Abstract

This paper investigates two vowel devoicing processes in Cheyenne, which appear on the surface to be fundamentally different, occurring in distinct segmental and prosodic environments. One process occurs in phrase-final vowels in any segmental environment, while the other occurs only before voiceless consonants in the surface penultimate vowels of some words. The first is consistent with typological expectations and is phonetically grounded, whereas the second is at first glance, neither typologically expected nor phonetically motivated. I provide a unified Stratal Optimality Theory account of these processes, demonstrating that both can, in fact, be treated as cases of domain-final devoicing, and attributed to the same family of positional markedness constraints. Different rankings of the markedness constraints relative to a faithfulness constraint result in different segmental conditions for the two processes. Moreover, I suggest that the two processes may be related via Domain Generalization, whereby a phonetically motivated utterance-final effect phonologizes and extends to smaller prosodic domains. In this way, while the word-level process is not itself phonetically motivated, it can be understood as an extension of another phonetically motivated process in the same language.

Highlights

  • Vowel devoicing has been the subject of typological investigation as far back as Greenberg 1969, and more recently in Gordon 1998 and Chitoran and Marsico 2010

  • This paper investigates two vowel devoicing processes in Cheyenne, an Algonquian language spoken in Montana and Oklahoma (Leman 2011)

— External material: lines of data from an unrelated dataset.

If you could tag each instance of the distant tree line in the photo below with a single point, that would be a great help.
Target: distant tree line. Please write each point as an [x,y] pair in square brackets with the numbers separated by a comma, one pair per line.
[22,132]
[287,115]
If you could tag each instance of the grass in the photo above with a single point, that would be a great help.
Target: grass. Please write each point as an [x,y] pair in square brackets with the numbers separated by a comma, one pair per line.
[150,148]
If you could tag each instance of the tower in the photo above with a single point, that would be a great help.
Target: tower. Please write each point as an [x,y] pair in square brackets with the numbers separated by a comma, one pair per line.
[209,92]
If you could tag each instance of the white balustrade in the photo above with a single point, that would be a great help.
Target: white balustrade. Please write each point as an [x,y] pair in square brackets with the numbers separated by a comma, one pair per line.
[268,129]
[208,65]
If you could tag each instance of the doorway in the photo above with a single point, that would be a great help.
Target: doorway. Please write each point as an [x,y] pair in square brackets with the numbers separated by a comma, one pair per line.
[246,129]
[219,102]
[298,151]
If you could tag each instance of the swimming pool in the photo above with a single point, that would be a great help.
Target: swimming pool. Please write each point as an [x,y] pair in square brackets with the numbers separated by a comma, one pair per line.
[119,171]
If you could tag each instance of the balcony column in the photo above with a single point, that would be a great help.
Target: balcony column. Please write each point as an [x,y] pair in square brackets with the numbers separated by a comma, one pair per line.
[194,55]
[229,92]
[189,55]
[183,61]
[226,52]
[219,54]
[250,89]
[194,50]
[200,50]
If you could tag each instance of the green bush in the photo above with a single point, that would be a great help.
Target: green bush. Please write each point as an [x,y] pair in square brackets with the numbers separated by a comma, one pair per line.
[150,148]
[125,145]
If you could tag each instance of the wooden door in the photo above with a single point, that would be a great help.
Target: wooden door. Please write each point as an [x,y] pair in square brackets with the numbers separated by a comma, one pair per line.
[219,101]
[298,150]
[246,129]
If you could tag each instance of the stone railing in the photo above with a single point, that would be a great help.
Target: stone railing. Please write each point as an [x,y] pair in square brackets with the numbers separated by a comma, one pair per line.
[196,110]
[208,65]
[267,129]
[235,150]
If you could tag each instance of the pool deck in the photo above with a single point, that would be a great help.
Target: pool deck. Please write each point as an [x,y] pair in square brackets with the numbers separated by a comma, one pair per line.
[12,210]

  • It has been observed that devoicing of certain vowel qualities and quantities implies devoicing of others, and that devoicing in certain prosodic positions implies devoicing in other positions. Another generalization, which is the focus of this paper, is that most, if not all, vowel devoicing processes involve adjacency either to other voiceless consonants or to the edge of a prosodic domain, or both (Greenberg 1969; Gordon 1998)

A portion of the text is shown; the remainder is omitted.